Cuando Martí llega a los Estados Unidos, en 1880, estableciéndose en New York, su reacción es de asombro al verse en una nación que ha entrado en una etapa de evolución política y económica. Elogia el grado de libertad individual del que goza el ciudadano norteamericano, así como su ardua laboriosidad, características inexistentes en los países hispanoamericanos. Sin duda, Martí ha arribado al nuevo rumbo de la humanidad. Vive en una nación que está disfrutando de la bonanza del naciente auge capitalista; sin embargo, a pesar de reconocer sus virtudes, entre las que destaca su constitución democrática y su nivel de civismo, en donde, a decir suyo, “cada individuo es dueño de sí mismo”, no repara en discrepar con la misma en dos aspectos: en primer lugar, en su marcado apego materialista, el cual consideraba un cercenador de valores tradicionales y espirituales; en segundo lugar, Martí ve con malos ojos las pretensiones imperialistas de los Estados Unidos y su amenaza para el destino de las incipientes repúblicas latinoamericanas y, en especial, para Cuba, que aún luchaba por independizarse del colonialismo español. Recordemos que, en 1847, los Estados Unidos había concluido su expansión hacia el oeste, apropiándose de territorios mexicanos, dada la necesidad de esta nación de expandir sus mercados comerciales. Dentro de este contexto, y con estos antecedentes históricos, ocurre el encuentro de Martí con la escuela trascendentalista de Concord.

Dos de sus miembros, Ralph Waldo Emerson y Henry David Thoreau, devienen en figuras capitales ante el destino de su nación. A Emerson le concierne, sobre todo, los efectos de la sociedad moderna en el individuo, como resultado de su auge económico y la mecanización industrial, así como la búsqueda de una identidad cultural norteamericana, anteponiendo, como alternativa, el retorno a la naturaleza y la confianza de cada ser humano en sí mismo. Por su parte, Thoreau, además de coincidir con Emerson en el contacto humano con la naturaleza, se convierte en figura contestataria frente a la política imperialista de los Estados Unidos, y se niega a pagar impuestos, como acto de protesta, en contra de la ocupación de su país en territorios de propiedad mexicana. Este estilo de protesta es lo que hoy conocemos como desobediencia civil.

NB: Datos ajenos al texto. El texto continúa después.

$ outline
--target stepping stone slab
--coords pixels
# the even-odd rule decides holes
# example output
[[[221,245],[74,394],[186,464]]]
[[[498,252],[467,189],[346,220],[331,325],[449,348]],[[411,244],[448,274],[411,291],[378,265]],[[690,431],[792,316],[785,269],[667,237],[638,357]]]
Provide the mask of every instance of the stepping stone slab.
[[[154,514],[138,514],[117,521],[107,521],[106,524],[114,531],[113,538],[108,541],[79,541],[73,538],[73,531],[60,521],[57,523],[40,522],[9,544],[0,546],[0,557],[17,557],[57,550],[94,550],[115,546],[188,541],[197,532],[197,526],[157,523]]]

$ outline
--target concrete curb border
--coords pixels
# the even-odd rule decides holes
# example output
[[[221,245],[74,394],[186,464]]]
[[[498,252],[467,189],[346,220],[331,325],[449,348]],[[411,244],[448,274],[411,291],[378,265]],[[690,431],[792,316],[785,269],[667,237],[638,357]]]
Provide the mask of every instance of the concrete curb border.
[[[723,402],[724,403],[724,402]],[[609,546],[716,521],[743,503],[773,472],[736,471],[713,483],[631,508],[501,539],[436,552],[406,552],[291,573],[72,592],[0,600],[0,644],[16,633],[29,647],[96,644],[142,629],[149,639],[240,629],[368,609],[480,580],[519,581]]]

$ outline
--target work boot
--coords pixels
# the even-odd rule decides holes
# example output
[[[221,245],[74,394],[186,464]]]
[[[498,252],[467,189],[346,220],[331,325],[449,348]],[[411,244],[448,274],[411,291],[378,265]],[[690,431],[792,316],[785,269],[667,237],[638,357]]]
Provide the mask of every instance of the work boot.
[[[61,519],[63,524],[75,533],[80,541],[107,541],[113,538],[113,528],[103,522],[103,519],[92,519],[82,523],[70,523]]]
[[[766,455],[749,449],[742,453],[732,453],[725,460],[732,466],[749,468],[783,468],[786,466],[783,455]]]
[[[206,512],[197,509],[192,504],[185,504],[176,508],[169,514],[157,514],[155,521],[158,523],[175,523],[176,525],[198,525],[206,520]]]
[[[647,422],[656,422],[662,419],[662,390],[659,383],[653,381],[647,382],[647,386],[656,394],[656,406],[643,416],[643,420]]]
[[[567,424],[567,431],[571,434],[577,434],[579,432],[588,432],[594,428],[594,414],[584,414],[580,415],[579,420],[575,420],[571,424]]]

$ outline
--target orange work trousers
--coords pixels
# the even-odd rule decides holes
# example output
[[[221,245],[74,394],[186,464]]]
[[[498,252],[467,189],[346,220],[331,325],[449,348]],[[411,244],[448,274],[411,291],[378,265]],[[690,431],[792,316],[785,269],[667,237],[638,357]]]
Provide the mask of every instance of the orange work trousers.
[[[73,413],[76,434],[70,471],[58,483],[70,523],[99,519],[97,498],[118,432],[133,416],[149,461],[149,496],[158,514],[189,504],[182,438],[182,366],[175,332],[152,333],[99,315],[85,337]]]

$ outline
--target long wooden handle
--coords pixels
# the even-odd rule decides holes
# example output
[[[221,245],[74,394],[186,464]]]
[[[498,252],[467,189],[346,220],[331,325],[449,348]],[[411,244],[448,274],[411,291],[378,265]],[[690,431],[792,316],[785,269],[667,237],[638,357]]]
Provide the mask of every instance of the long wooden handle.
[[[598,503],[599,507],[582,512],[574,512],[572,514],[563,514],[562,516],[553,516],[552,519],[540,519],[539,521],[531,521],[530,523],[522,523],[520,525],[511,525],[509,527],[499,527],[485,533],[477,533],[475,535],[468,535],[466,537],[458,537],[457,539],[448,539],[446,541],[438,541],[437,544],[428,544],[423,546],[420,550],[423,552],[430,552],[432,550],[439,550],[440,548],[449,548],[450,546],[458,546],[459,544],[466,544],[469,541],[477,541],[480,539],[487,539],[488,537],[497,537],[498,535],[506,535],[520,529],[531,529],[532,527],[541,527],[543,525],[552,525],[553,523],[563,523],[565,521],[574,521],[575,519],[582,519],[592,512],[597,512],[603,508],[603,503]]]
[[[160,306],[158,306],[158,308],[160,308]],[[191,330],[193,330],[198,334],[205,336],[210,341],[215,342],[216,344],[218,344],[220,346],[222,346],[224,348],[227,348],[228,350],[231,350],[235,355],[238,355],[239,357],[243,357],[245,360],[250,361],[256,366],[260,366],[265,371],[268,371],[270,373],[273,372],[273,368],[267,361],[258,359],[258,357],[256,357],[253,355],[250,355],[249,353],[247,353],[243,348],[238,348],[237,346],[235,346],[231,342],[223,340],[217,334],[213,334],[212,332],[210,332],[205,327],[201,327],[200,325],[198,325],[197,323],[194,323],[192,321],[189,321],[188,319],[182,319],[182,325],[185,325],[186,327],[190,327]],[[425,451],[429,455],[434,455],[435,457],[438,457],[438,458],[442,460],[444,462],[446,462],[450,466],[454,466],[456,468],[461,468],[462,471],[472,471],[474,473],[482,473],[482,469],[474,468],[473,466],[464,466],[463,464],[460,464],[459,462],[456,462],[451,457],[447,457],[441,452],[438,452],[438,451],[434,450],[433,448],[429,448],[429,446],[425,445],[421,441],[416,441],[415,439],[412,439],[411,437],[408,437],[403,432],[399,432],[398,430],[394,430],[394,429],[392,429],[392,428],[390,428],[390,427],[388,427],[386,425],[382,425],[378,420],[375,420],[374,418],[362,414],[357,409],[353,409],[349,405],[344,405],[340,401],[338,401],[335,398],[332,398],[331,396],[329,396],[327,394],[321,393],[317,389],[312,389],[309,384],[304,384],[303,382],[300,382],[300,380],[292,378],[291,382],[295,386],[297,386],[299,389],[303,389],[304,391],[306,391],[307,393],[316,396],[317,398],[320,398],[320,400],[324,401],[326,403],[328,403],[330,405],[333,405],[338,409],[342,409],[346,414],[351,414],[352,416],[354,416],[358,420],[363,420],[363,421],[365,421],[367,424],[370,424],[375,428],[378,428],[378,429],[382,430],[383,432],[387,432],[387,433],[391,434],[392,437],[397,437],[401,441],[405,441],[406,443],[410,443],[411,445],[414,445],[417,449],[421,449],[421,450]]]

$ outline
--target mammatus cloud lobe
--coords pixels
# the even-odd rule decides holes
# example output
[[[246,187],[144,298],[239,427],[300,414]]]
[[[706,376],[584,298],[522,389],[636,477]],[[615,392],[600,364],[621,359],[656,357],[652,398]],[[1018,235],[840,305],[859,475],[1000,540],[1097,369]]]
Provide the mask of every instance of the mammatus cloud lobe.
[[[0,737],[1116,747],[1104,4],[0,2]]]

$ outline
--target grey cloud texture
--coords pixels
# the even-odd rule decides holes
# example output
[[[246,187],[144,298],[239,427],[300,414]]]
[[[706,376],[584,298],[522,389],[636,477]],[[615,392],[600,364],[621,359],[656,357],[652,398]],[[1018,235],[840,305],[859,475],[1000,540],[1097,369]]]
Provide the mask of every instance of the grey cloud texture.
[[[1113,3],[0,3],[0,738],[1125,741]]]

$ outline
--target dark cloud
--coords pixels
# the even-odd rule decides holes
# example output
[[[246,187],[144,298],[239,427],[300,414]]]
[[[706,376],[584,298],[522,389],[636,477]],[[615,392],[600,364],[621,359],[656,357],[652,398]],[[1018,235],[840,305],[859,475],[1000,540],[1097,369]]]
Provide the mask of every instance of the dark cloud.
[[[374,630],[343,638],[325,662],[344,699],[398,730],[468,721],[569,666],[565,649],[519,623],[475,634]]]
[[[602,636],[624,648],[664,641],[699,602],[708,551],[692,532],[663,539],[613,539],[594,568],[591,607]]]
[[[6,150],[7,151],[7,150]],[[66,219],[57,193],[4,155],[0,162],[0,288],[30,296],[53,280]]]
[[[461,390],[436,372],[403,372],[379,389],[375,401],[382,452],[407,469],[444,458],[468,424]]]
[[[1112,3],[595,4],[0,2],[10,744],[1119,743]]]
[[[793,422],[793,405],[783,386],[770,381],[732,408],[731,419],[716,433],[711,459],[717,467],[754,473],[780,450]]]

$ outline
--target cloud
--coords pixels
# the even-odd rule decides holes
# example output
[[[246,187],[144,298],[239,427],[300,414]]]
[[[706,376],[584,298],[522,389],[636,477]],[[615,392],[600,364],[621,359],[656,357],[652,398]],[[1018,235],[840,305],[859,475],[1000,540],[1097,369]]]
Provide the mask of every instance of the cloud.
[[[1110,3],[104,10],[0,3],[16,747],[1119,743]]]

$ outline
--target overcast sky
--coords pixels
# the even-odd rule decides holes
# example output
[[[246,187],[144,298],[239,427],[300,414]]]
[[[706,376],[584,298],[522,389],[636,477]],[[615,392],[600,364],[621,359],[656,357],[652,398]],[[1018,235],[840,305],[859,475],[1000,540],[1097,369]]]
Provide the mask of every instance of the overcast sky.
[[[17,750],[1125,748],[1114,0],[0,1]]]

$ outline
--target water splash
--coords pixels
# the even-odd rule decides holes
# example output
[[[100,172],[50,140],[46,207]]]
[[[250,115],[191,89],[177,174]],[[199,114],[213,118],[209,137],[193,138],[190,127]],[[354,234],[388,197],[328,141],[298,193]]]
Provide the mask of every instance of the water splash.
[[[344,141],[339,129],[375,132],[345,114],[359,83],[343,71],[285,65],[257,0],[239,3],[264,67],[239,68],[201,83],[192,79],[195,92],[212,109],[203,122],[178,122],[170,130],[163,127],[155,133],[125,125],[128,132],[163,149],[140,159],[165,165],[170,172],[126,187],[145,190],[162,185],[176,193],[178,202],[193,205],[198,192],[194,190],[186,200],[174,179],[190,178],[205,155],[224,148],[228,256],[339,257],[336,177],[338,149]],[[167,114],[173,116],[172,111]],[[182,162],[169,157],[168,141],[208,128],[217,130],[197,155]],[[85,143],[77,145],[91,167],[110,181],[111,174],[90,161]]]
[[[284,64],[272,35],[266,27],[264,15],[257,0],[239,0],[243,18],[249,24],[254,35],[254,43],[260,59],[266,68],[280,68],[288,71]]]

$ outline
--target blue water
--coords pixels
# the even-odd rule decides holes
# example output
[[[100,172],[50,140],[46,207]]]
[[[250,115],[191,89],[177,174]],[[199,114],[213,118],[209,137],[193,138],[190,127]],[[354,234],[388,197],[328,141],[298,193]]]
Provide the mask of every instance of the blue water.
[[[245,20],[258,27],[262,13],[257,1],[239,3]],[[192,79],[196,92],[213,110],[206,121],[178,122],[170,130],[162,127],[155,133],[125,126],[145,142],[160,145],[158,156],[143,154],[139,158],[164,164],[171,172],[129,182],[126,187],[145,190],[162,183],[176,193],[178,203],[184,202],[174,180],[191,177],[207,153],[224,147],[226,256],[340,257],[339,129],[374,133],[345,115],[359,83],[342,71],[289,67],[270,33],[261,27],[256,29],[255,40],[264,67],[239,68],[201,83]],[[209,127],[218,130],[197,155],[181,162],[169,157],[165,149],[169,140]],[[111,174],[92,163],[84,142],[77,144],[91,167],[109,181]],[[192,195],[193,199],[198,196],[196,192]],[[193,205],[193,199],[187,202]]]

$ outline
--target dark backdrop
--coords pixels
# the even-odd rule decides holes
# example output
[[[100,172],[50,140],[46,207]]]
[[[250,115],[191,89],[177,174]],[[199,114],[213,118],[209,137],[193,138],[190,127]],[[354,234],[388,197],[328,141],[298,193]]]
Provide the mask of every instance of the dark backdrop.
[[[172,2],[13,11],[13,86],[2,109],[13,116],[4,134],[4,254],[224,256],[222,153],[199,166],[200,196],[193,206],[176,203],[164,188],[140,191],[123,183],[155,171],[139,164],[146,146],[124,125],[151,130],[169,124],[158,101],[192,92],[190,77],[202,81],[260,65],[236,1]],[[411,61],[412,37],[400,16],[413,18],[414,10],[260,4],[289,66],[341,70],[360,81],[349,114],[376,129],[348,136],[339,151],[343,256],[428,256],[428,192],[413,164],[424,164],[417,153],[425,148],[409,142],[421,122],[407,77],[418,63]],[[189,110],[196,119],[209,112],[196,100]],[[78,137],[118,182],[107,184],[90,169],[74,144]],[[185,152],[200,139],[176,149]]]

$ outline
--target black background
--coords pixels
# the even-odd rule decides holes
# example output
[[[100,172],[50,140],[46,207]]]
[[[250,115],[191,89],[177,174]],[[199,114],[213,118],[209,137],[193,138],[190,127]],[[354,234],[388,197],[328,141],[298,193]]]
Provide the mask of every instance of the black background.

La otra fuente importante, de la que bebe el pensamiento martiano, es la de la poesía de Walt Whitman. Sin ser un representante de la escuela trascendentalista de Concord, como lo fueron Emerson y Thoreau, el poeta de Manhattan despierta gran admiración en Martí por ser la voz más representativa de Norteamérica; la voz de la democracia, pero, a su vez, la voz de un ser cósmico, donde confluyen todos los atributos de la naturaleza.

Al adentrarnos en las páginas del ensayo Emerson, nos vamos convirtiendo en testigos de los puntos simétricos del pensamiento martiano con el emersoniano, tal como lo revela el siguiente pasaje:

Emerson ha muerto: y se llenan de dulce lágrimas los ojos. No da dolor sino celos. No llena el pecho de angustia, sino de ternura. La muerte es una victoria, y cuando se ha vivido bien, el féretro es un carro de triunfo. El llanto es de placer, y no de duelo, porque ya cubren hojas de rosas las heridas que en las manos y en los pies hizo la vida al muerto. La muerte de un justo es una fiesta, en que la tierra toda se sienta a ver como abre el cielo. (Martí, 236)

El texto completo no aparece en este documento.